Beginners especially often find themselves signing up for yoga classes, in an effort to learn proper stretching technique. However yoga isn’t for everyone, and there are plenty of holistic alternatives to improving your flexibility.
At Whistler Fitness Vacations, Sports Stretch is one of my favorite classes to teach. This class blends the best elements of yoga, pilates, martial arts and sports conditioning into a beginner adapted flow class.
We move through the sequences to uplifting music, and it’s especially liberating for women who have always felt like they were ‘too fat to reach their toes’.
Strengthening your muscles through proper stretching technique will support your body (no matter what your weight) and maximize your entire range of motion.
Proper Stretching Technique
Static stretching is when you hold the stretch for 30 seconds and up to 3 minutes in a stationary position. For years, athletic coaches and fitness experts believed that proper stretching technique involved static movements before activity. Yet in recent years, studies have smashed this theory, and there is conclusive research that static stretching before your workout might actually increase your risk of injury (instead of reduce it, as was thought).
Yet this kind of stretching feels amazing, and similar to yin yoga, it elongates the muscle that you are stretching as you are putting physical stress on it (in a good way). The important thing is to warm up your muscles before static stretching. Do this with a brisk walk or gentle jog.
How To Stretch Your Legs
Hamstrings: The best way to begin stretching is with the hamstrings (back of legs), as they’re the larger muscles. Find a bicycle stand or picnic table and put your foot on the top, with toes pointing upwards. With hips facing forwards and a straight back, take a deep breath and bend down towards your toes, without bouncing. Hold this stretch for up to two minutes on each side, and then move to the quadriceps (front of the legs).
Quadriceps: Best quad stretch is bending at the knee and holding onto ankle, while standing on one leg. Hold on to something if you need help balancing.

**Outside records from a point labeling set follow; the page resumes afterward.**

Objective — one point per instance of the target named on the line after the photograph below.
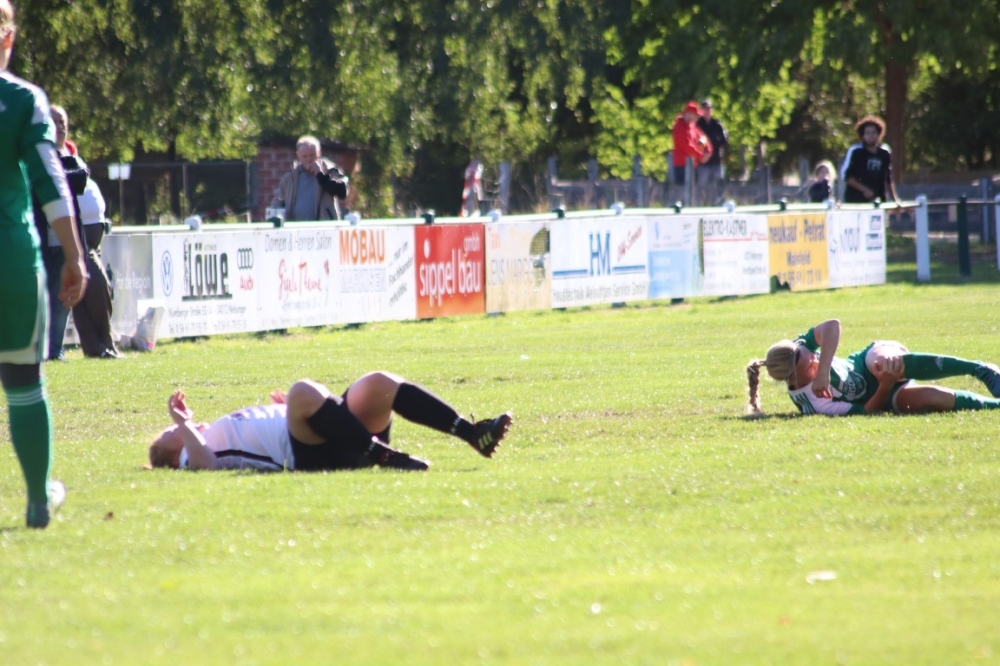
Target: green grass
(634, 516)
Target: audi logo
(244, 258)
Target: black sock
(419, 405)
(335, 423)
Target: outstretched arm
(199, 455)
(828, 338)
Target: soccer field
(632, 516)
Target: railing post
(964, 258)
(996, 221)
(923, 243)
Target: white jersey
(252, 438)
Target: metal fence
(164, 192)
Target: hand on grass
(178, 409)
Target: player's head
(165, 450)
(7, 30)
(308, 150)
(780, 361)
(825, 171)
(870, 129)
(61, 121)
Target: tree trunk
(896, 85)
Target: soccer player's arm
(827, 336)
(892, 373)
(199, 456)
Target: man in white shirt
(310, 429)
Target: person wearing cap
(689, 141)
(711, 173)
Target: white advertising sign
(674, 263)
(374, 275)
(735, 255)
(856, 248)
(206, 282)
(518, 266)
(294, 277)
(599, 260)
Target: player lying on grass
(309, 429)
(879, 376)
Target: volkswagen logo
(167, 273)
(244, 258)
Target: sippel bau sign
(450, 270)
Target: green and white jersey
(851, 384)
(28, 163)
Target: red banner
(450, 270)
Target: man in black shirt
(868, 165)
(711, 174)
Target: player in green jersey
(879, 376)
(29, 163)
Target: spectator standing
(712, 172)
(689, 141)
(53, 255)
(92, 315)
(867, 168)
(822, 185)
(30, 164)
(310, 191)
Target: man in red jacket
(689, 141)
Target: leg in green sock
(31, 433)
(966, 400)
(933, 366)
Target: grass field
(634, 516)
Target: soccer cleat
(490, 433)
(400, 460)
(39, 514)
(989, 374)
(385, 456)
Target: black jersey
(870, 169)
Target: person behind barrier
(879, 377)
(92, 315)
(77, 173)
(867, 169)
(311, 190)
(29, 164)
(310, 429)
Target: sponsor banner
(735, 255)
(128, 261)
(293, 281)
(856, 248)
(518, 266)
(674, 263)
(374, 275)
(206, 283)
(450, 270)
(799, 249)
(599, 260)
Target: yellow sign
(798, 249)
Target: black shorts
(332, 455)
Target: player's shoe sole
(39, 515)
(490, 433)
(989, 374)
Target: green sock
(969, 400)
(932, 366)
(31, 432)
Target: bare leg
(918, 399)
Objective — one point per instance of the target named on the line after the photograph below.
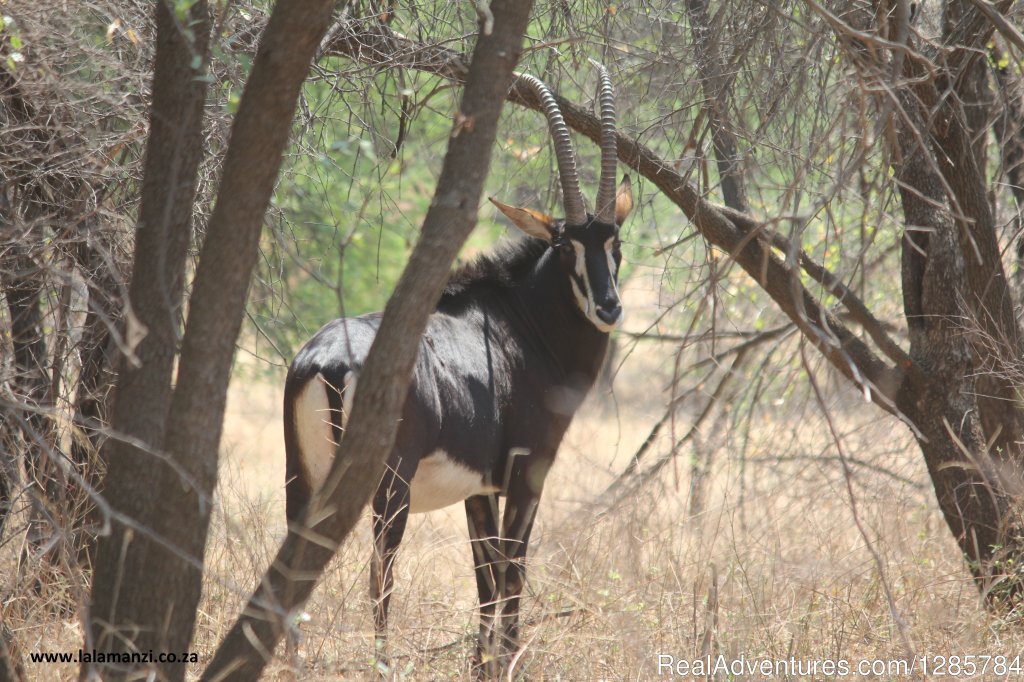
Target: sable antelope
(517, 339)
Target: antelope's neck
(553, 321)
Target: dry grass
(777, 551)
(773, 567)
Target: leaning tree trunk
(124, 611)
(148, 580)
(957, 301)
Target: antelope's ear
(624, 200)
(532, 222)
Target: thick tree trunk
(125, 612)
(385, 377)
(163, 572)
(958, 306)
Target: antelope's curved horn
(576, 212)
(605, 207)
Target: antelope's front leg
(517, 522)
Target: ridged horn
(605, 207)
(576, 211)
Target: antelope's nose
(609, 313)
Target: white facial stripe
(584, 299)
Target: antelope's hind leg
(481, 515)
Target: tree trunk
(384, 380)
(165, 571)
(122, 612)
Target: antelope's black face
(589, 255)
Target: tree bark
(715, 86)
(159, 598)
(952, 433)
(129, 606)
(384, 380)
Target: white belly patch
(312, 421)
(440, 481)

After the quad stretch, dig one heel into the ground while toes are pushed upwards against something, like the edge of the bike rack. With straight legs, lean forwards and hold each side for two minutes.
If you’ve watched track races, you will have seen the athletes jumping around at the start line, moving their legs and arms through various ranges of motion. This is called dynamic stretching and it’s a way to actively contract the muscle against the one that you’re stretching. For example, in a passive stretch of your calf muscles the heel will be pushed down into a held position.

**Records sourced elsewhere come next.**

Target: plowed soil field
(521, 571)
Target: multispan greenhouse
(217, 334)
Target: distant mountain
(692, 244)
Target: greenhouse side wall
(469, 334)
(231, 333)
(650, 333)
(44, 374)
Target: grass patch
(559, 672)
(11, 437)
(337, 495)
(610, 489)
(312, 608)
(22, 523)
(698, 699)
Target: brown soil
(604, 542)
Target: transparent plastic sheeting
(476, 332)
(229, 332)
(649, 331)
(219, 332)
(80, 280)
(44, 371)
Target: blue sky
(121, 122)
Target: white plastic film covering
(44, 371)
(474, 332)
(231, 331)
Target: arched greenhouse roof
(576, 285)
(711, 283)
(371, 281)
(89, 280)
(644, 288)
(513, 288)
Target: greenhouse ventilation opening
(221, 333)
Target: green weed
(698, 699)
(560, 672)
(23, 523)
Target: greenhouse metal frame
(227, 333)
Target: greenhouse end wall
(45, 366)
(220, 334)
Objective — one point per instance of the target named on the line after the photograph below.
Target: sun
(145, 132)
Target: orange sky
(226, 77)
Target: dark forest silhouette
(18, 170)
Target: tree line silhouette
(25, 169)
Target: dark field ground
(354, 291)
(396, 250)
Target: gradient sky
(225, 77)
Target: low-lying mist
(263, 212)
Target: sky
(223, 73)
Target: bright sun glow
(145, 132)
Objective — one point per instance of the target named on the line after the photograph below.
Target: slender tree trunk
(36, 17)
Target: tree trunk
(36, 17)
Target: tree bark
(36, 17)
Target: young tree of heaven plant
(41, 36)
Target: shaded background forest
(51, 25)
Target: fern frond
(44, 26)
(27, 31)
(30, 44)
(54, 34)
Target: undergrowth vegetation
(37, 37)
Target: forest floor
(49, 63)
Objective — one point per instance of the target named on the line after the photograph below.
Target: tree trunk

Yet in a dynamic stretch, you’ll bring it up and down to move it in the opposite way. This movement should be smooth and functional – never forced.
Dynamic warm-ups are all about being dynamic and energetic, movements that assimilate the workout ahead. Things like hops, skips, rotational moves and high knee exercises will get your muscles ready.
Your muscles are like elastic bands. Keep them in shape so that you can properly prepare for a great workout that is safe and enjoyable!